According to the Venezuelan News Agency (AVN), the state-owned Fund for the Guarantee of Deposits and Banking Protection (Fogade) has now assumed “administrative control of [Sindicato Avila].” AVN affirmed that, “the state, through Fogade, will play the role of stockholder to secure dividends and present itself at stockholder assemblies.”

Sindicato Avila, whose sole shareholder is Venezuelan fugitive Nelson Mezerhane, is one of several companies that make up Corpomedios GV Inversiones, the owner of Globovisión. Sindicato Avila was first taken over in July as part of a larger operation against Mezerhane’s Banco Federal.

“No one can say we are expropriating. No, we are incorporating ourselves into the business,” said Venezuelan President Hugo Chávez early this year when his government first intervened in the company.

In a statement released on Tuesday, Globovisión affirmed the change would not affect their editorial line or organizational structure. The statement read, “Sindicato Avila, C.A. possesses only 20% of Corpomedios stocks, a percentage that does not allow for designating members to the firm’s Executive Board or affecting its overall management.” Such decisions, according to the statement, depend on a vote in which 65% of stockholders agree. 

Also on Tuesday, Globovisión’s lawyers submitted documents to Sudeban in which they argued that, according to their company’s statutes, other private stockholders from within the firm have priority in the takeover of Sindicato Avila’s liquidated assets.

Company lawyer Ana Cristina Nuñez insisted that if Fogade decided to sell the stocks it acquired as part of the liquidation, “it should give preference to [current] Globovisión stockholders”, implying that they have precedence over government interests.  

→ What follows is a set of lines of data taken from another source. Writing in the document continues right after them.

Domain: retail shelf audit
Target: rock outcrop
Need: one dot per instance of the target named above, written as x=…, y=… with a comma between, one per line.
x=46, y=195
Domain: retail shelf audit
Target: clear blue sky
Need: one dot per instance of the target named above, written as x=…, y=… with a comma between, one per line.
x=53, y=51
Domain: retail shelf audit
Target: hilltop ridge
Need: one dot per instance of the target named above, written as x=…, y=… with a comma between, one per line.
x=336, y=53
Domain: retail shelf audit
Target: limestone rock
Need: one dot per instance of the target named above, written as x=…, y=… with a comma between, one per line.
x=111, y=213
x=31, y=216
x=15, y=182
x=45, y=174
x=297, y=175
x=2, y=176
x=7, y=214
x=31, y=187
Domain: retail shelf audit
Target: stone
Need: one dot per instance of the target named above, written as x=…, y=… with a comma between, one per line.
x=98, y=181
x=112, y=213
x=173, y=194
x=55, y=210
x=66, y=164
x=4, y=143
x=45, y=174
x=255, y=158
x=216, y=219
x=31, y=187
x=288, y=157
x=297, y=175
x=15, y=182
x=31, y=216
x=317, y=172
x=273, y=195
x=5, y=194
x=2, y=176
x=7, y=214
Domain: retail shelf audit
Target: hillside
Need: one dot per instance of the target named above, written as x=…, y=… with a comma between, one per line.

Sindicato Avila was part of Banco Federal, owned and operated by Mezerhane who fled the country after Sudeban took custody of the bank for failing to maintain minimum reserve levels and meet legal quotas for productive sector investments. Soon after Sudeban’s intervention in Banco Federal – Venezuela’s third largest bank at the time – Mezerhane violated a travel restriction and fled to the United States. He is also accused of fleeing with clients’ deposits. 

Mezerhane & Reporters without Borders Response

In response to Sudeban’s decision, Mezerhane published an open letter to Chávez affirming that he wanted Venezuealn President Hugo Chavez to be “judged and condemned”, accusing him of “dictatorial” tendencies.

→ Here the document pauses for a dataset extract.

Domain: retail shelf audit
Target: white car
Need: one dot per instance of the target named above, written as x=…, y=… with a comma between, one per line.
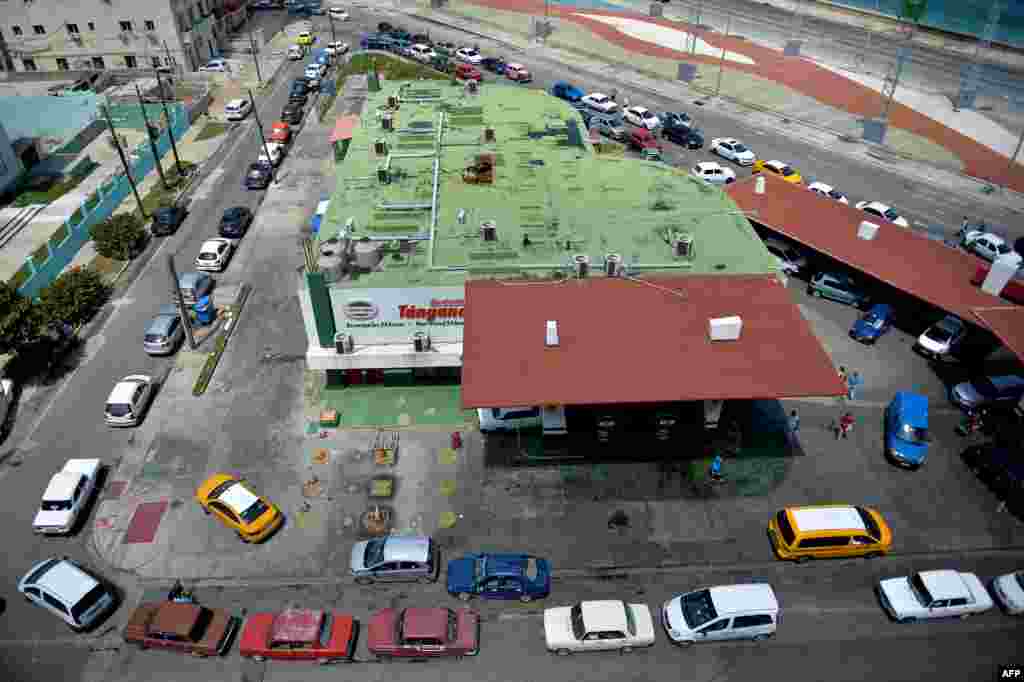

Mezerhane also defended Banco Federal and accused Chávez of intervening in the bank “for the sole benefit of your parasitic government and to direct your hatred towards those of us who don’t share your dictatorial way of thinking and acting.”

Late last month Chávez ordered the expropriation of land belonging to Mezerhane as part of government efforts to acquire land for building homes for the thousands of Venezuelans affected by record-setting rains and floods.

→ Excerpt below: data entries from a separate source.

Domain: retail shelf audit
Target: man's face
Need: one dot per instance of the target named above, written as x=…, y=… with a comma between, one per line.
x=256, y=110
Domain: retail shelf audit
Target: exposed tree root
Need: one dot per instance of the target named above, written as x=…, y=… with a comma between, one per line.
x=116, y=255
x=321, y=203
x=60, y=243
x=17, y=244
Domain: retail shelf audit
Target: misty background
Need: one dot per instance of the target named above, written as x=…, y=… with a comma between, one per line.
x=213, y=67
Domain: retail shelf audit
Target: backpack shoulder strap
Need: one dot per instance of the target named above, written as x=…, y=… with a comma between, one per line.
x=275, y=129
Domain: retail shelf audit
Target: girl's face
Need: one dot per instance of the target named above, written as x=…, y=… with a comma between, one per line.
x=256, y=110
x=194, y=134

Mezerhane also stated that he is a “political refugee” and that the end goal behind the government acquisition is to “silence the only television channel that reports about [Chávez] stepping on democracy.”

Reporters without Borders (RWB) on Wednesday criticized the Venezuelan government for its new stake in Globovisión, citing concerns that the move opens the door to the government “taking control, little by little (of the company), which would allow it absolute editorial control of open televised space.”

In a 2009 article published on Znet, Salim Lamrani questioned the role RWB plays in Venezuelan society and its unconditional support for Globovisión, writing:

“From the RWB perspective, media outlets must incite insurrection and the overthrow of the established order, as Globovisión does, in order to not be considered lackeys of the powers-that-be.”

He continued, “During the coup d’état of April 11, 2002, RWB did not denounce the leading role played by the private media, which was opposed to the democratically elected president. Worse still, on April 12, 2002, RWB published an article that rampantly spread the coup-plotter’s version of the events in an attempt to convince international public opinion that Chavez had resigned.”

Lamrani ended his piece citing New York Times evidence that RWB “is substantially financed by Washington through the National Endowment for Democracy, a front organization for the CIA.”